Ultra-High Throughput Amino Acid Analysis in Less Than One Minute

February 1, 2014

The Application Notebook

Volume 0, Issue 0

High throughput analysis of amino acids has been a goal for both column and instrument manufacturers for many years.

High throughput analysis of amino acids has been a goal for both column and instrument manufacturers for many years. Current technologies have resulted in HPLC runtimes as low as 8 min, which is considered to be quite fast. However, when you also add the time it takes for the necessary derivatization steps, the total analysis time can be more than 15 min per sample. The solution presented here reduces this time to less than 1 min which can be achieved in a two-step process. First, use of the new Intrada Amino Acid column enables the separation of amino acids by LC–MS, without pre- or post-LC derivatization. This eliminates the need for costly reagent kits and can significantly reduce the analysis time per sample. Second, by using the available 10 mm length column, runtimes under 1 min are reliably produced.

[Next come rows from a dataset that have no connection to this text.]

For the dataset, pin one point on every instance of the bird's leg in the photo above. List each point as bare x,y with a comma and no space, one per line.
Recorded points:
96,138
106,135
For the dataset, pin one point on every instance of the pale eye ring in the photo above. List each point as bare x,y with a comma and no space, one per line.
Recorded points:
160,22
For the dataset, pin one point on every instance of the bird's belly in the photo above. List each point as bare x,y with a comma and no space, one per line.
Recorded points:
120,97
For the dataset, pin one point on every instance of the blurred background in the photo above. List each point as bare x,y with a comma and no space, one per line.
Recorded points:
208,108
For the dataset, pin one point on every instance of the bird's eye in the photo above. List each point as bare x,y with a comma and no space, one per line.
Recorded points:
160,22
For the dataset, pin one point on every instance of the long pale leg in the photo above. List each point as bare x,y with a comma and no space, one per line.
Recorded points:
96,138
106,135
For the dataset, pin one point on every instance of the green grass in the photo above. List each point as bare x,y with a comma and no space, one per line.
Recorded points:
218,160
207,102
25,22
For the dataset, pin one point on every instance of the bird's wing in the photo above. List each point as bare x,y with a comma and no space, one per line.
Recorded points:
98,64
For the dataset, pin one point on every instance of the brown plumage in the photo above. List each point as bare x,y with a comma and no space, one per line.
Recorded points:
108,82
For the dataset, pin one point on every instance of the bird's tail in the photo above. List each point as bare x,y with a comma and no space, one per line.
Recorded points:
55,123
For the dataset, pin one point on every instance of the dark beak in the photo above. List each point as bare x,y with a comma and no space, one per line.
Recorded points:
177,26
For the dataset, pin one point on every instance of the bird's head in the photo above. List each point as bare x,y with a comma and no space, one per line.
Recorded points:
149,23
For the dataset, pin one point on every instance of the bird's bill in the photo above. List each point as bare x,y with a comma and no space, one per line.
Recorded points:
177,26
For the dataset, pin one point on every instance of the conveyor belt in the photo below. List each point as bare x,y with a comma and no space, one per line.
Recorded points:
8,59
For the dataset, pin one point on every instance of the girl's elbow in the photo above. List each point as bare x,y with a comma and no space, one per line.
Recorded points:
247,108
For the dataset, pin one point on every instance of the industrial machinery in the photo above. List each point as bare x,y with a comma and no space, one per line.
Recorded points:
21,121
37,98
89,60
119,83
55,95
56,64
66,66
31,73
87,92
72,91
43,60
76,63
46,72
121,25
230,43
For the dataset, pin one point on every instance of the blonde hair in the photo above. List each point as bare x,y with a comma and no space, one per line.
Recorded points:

Figure 1: High throughput analysis of related small molecules is possible using Intrada Amino Acid and detection via single quadrupole mass spectrometry.


All data were generated using a semi-micro HPLC system equipped with ESI MS detection in positive ion mode. High throughput separations of carnitine-related compounds (Figure 1) were accomplished using an Intrada Amino Acid 10 × 2 mm column. Separation of 19 amino acids in less than 1 min was accomplished using an Intrada Amino Acid 10 × 3 mm column (Figure 2). Identical mobile phases A and B were used in both experiments, ACN:Formic Acid, and 100 mM ammonium formate, respectively. Amino acids were detected using a Shimadzu LCMS-8040 in positive ion mode.

Figure 2: Use of SIM mode detection allows for the rapid resolution of these 19 amino acids in under one min.


Current amino acid analysis techniques take more than 15 min per sample. With the development of this unique, proprietary ligand the additional derivatization step is no longer necessary, which can potentially provide a significant cost and time savings. As seen in Figures 1 and 2, by using 10 mm length columns, further dramatic increases in time savings can be accomplished. There are some limitations with this technology particularly if chromatographic separation is necessary, as in the case of isobaric amino acids. In this case, a 50 mm column length is adequate for chromatographic resolution. If isobaric compounds are not present, there is an opportunity with the Intrada Amino Acid column for the development of ultra-high throughput amino acid analyses.